The exclusive nature of &mut make it much more rigid, though. You can only move or reborrow them, not copy them, and you cannot get a &'long mut T from a &'short mut &'long mut T. And if I have a &mut Vec<T>, and I create a &mut [T] or even &[T] from that, and then I use the &mut Vec<T> again... my &[T] sub-borrow gets "cancelled". This makes sense -- maybe my use of &mut Vec<T> was to call .clear() after all.

And the same is true if you have a &T you got from an owned value, and then use the owned value again. You can do anything with owned values that you can with a &mut T and more, after all. The semantics for ownership are at least as strong.

Beyond a single borrow, a chain of exclusive access back to the owned, borrowed object must remain "unbroken".

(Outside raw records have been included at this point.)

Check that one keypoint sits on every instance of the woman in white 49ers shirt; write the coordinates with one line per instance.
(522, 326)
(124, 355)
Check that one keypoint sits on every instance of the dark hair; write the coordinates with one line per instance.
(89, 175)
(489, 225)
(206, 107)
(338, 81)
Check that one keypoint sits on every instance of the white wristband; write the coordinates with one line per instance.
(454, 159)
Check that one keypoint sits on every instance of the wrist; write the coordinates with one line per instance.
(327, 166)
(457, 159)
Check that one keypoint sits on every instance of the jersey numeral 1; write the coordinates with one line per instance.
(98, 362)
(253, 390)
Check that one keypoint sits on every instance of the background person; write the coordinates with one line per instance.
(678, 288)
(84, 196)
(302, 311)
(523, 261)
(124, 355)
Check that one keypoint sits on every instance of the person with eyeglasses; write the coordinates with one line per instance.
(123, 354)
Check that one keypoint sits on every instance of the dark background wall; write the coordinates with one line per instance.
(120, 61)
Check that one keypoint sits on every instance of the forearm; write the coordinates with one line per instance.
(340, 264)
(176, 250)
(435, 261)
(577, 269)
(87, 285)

let mut owned = String::new();
let a = &mut owned;
let b = &mut *a;
let c = &mut *b;
let d = &mut *c;

// This use of `b` makes both `c` and `d` unusable.
// But `b` is still ok to use,
// - and so is `a` (but using it makes `b` unusable),
// - and so is `owned` (but using it makes all borrows unusable)
println!("{b}");

So with that in mind, consider this function:

fn borrow_unique(i: &mut Holder<i32>) -> &mut i32 {
    let mut h: Holder<&mut i32> = Holder(&mut i.0);
    let h = &mut h;
    
    &mut *h.0
}

It fails, while the shared version succeeds. We can talk about why in terms of lifetimes and borrowing and copying shared references -- we've created some &'local mut Holder<&'foreign i32> value, and you can't get a &'long mut T from inside a &'short mut &'long mut T and so on.

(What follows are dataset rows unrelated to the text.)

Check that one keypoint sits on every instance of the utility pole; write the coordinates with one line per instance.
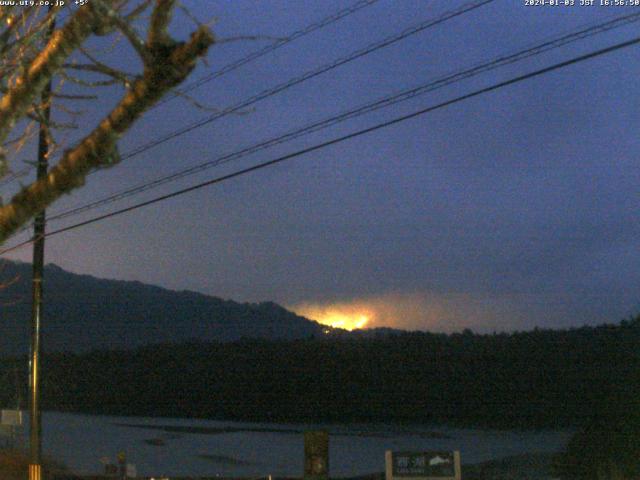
(35, 421)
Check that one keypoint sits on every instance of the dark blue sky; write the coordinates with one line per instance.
(515, 209)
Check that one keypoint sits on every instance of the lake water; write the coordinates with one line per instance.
(161, 446)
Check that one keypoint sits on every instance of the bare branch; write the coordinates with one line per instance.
(29, 85)
(160, 18)
(98, 149)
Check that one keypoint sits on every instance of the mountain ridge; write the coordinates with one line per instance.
(83, 312)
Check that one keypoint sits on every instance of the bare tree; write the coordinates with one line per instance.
(29, 59)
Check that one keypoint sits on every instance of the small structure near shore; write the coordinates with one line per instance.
(423, 465)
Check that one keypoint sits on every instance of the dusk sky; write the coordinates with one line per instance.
(508, 211)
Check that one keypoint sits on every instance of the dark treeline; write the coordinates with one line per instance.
(536, 379)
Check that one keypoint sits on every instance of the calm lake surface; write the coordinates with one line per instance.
(162, 446)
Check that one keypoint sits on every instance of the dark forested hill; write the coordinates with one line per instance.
(542, 378)
(84, 312)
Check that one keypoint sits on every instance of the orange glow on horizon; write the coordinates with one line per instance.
(347, 317)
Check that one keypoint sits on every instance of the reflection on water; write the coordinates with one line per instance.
(161, 446)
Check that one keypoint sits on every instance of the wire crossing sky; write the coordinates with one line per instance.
(506, 210)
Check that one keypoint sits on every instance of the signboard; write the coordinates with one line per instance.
(316, 455)
(434, 465)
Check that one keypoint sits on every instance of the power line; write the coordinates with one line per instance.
(340, 14)
(500, 61)
(343, 138)
(270, 48)
(311, 74)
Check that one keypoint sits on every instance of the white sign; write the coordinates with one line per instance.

But we can also reason about it in terms of the chain of exclusive access. When our local goes out of scope at the end of this function, we break the chain of exclusive access -- an intermediate link is invalid, so our returned value has no path back to the owned value, and it too must be invalid.

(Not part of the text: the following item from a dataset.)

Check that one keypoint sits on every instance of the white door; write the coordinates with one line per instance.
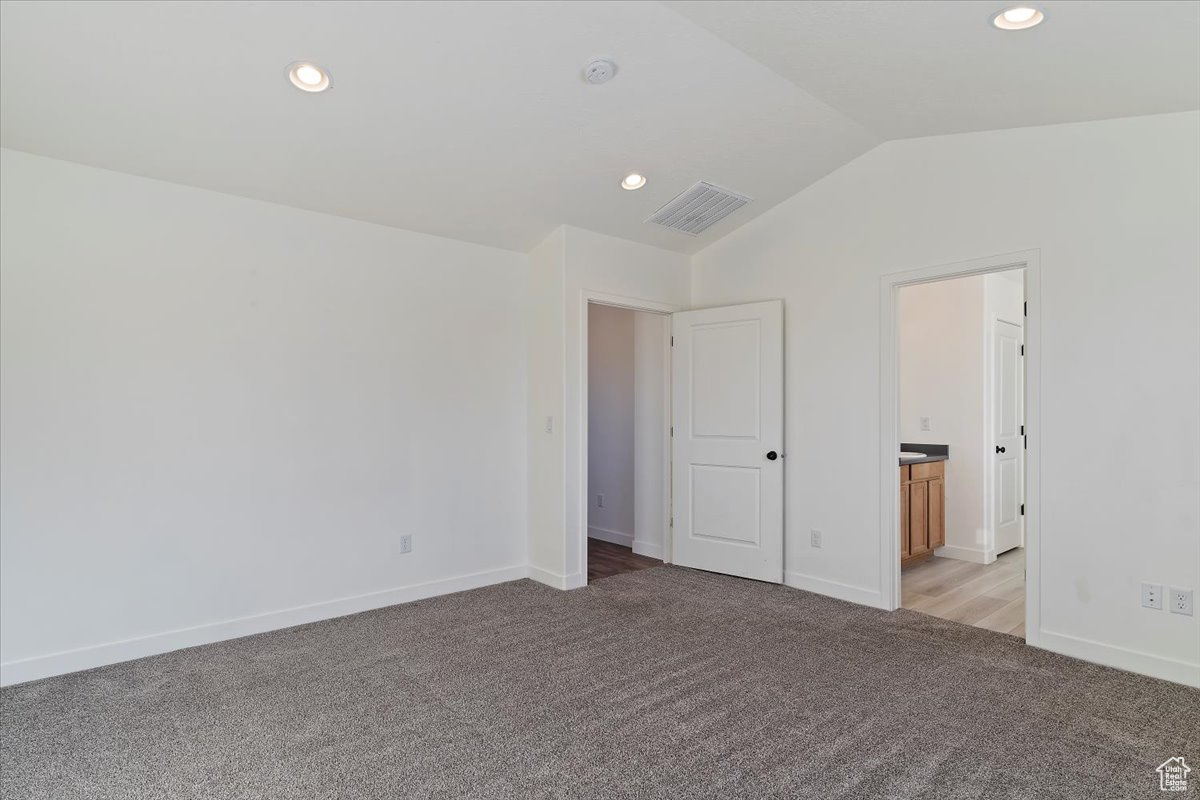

With that viewpoint, you can forget about lifetimes per se and see how borrow_from_clone is analogous to borrow_unique in some way: you stuck the data behind something the language considers exclusive (an owned Rc) and then borrowed through that exclusive thing. Once the exclusive thing is gone, so is your access.

1. The lifetimes also have to make sense for the types, so here: fn foo<'a, 'b>(_: &'a &'b str) {} you know that 'b: 'a. ↩︎

You can make the type of data to Rc<T>

use std::{
    cell::RefCell,
    rc::{Rc, Weak},
};

const INDEX_OUT_OF_BOUNDS: &str = "Error: index is out of bounds.";

type StrongListNode<T> = Option<Rc<RefCell<ListNode<T>>>>;
type WeakListNode<T> = Option<Weak<RefCell<ListNode<T>>>>;

pub struct LinkedList<T> {
    head: StrongListNode<T>,
    tail: StrongListNode<T>,
    size: usize,
}

struct ListNode<T> {
    data: Rc<T>,
    prev: WeakListNode<T>,
    next: StrongListNode<T>,
}

impl<T> LinkedList<T> {
    pub fn new() -> Self {
        LinkedList {
            head: None,
            tail: None,
            size: 0,
        }
    }

    pub fn get(&self, index: usize) -> Result<Rc<T>, &str> {
        if index >= self.size {
            return Err(INDEX_OUT_OF_BOUNDS);
        }

        let mut curr = Rc::clone(self.head.as_ref().unwrap());
        for _ in 0..index {
            let temp = curr;
            curr = Rc::clone(temp.borrow().next.as_ref().unwrap());
        }
        // get value step by step, you can write it into one step
        let a = Rc::as_ref(&curr);
        let b = a.borrow();
        let c = &*b;
        let d = c.data.clone();
        Ok(d.clone())
    }
}

Note that this is not an arbitrary decision, and you shouldn't expect anything else, basically. The desugaring of Deref very deliberately includes dereferencing the returned (&Deref::Target) type. That is the point (and the definition) of dereferencing: it removes a layer of indirection. Converting a reference of one type into a reference of another type (possibly to one of its fields) definitely does not count as "dereferencing".

To compare it with a simpler example: an Rc is a pointer. If you expected to get a &T when you dereference an Rc<T>, then by the same line of thought, you should also expect a simple reference, &T, to yield the exact same reference, &T when "dereferenced". But that would be useless – it would mean there is no way to get (or mutate) a value from behind a reference.